The figures offered that relate to previous months or years and previous efficiency can’t be relied on as a information to future efficiency or construed as a dependable indicator as to future efficiency. All through this overview, the quotation of particular trades or methods is meant for instance a few of the funding methodologies and philosophies of Volta Finance, as carried out by AXA IM. The historic success or AXA IM’s perception sooner or later success, of any of those trades or methods just isn’t indicative of, and has no bearing on, future outcomes.
The valuation of monetary property can fluctuate considerably from the costs that the AXA IM might receive if it sought to liquidate the positions on behalf of the Volta Finance on account of market circumstances and basic financial setting.

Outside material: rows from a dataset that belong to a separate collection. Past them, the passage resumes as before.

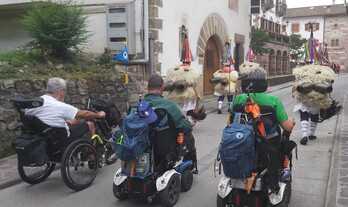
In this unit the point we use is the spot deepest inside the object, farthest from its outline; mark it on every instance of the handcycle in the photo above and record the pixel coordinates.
(40, 147)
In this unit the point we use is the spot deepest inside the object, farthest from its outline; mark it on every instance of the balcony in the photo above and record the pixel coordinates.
(13, 2)
(278, 38)
(281, 9)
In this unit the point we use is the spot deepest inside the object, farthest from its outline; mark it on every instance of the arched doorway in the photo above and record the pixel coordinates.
(285, 62)
(278, 63)
(212, 57)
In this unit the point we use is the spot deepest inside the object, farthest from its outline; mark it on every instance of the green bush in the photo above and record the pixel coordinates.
(57, 28)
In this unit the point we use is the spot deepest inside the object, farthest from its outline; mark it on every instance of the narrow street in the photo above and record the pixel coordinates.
(311, 171)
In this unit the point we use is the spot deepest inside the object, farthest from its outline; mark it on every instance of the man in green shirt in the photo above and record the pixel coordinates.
(155, 98)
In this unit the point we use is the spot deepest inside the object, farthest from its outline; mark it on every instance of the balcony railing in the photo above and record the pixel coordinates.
(279, 38)
(13, 2)
(267, 5)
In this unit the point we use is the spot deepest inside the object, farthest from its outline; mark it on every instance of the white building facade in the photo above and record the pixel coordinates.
(267, 16)
(300, 26)
(209, 25)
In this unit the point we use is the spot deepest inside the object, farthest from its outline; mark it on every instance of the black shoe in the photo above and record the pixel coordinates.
(304, 141)
(312, 137)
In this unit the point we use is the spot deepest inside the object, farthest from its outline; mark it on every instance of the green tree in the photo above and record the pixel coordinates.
(296, 46)
(258, 41)
(56, 28)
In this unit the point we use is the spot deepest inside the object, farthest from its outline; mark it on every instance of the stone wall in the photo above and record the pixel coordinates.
(107, 88)
(276, 62)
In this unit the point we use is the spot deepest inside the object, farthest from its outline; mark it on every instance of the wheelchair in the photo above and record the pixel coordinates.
(161, 171)
(40, 148)
(231, 191)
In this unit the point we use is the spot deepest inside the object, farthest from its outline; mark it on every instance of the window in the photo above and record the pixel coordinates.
(233, 4)
(316, 26)
(295, 27)
(335, 43)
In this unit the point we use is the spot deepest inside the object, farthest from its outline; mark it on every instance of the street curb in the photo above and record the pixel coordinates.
(10, 183)
(19, 180)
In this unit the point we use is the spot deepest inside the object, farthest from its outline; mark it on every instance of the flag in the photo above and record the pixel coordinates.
(250, 55)
(122, 56)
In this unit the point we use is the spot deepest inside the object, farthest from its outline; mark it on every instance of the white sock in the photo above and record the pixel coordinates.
(305, 128)
(313, 127)
(220, 103)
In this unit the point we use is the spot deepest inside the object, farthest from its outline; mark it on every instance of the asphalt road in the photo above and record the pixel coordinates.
(310, 173)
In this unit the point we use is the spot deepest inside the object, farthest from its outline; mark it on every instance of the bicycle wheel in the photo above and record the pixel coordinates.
(35, 174)
(79, 165)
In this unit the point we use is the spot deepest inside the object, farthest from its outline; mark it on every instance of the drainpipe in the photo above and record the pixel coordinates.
(146, 35)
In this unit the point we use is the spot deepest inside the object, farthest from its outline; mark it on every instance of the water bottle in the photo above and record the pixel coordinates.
(286, 175)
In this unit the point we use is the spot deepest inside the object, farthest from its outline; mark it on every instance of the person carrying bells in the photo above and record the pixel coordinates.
(254, 87)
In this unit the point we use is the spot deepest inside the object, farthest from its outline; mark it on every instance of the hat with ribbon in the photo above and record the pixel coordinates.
(146, 112)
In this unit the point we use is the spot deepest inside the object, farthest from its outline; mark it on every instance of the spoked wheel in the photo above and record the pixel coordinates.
(79, 165)
(170, 195)
(35, 174)
(287, 196)
(110, 154)
(221, 202)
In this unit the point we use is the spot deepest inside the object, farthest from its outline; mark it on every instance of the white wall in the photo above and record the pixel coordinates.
(193, 13)
(319, 34)
(96, 25)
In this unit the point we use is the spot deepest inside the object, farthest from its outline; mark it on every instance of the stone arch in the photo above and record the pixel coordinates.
(214, 25)
(278, 63)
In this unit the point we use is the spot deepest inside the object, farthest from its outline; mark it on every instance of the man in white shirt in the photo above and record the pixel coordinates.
(57, 114)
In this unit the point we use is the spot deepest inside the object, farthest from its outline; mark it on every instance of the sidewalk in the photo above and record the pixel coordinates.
(8, 172)
(8, 166)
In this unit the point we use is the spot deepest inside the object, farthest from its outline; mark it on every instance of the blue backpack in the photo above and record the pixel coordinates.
(237, 150)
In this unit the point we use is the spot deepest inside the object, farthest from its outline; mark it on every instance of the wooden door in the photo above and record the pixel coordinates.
(211, 64)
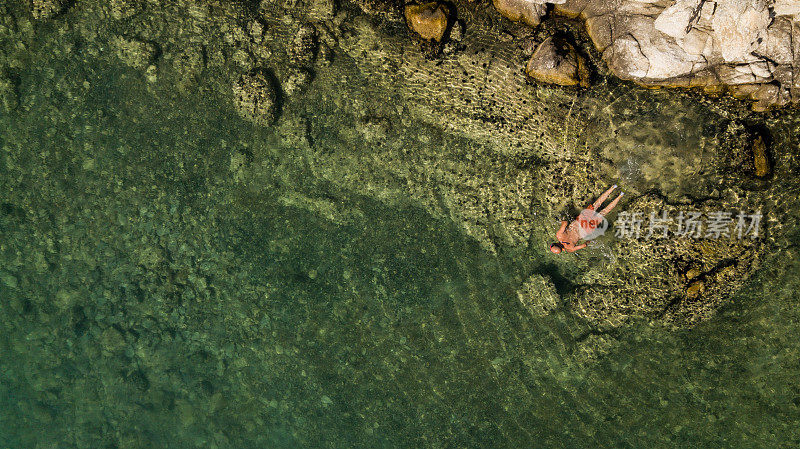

Such valuations don’t represent a equity or related opinion and shouldn’t be considered such.
Editor: AXA INVESTMENT MANAGERS PARIS, an organization integrated below the legal guidelines of France, having its registered workplace positioned at Tour Majunga, 6, Place de la Pyramide – 92800 Puteaux. AXA IMP is allowed by the Autorité des Marchés Financiers below registration quantity GP92008 instead funding fund supervisor throughout the that means of the AIFM Directive.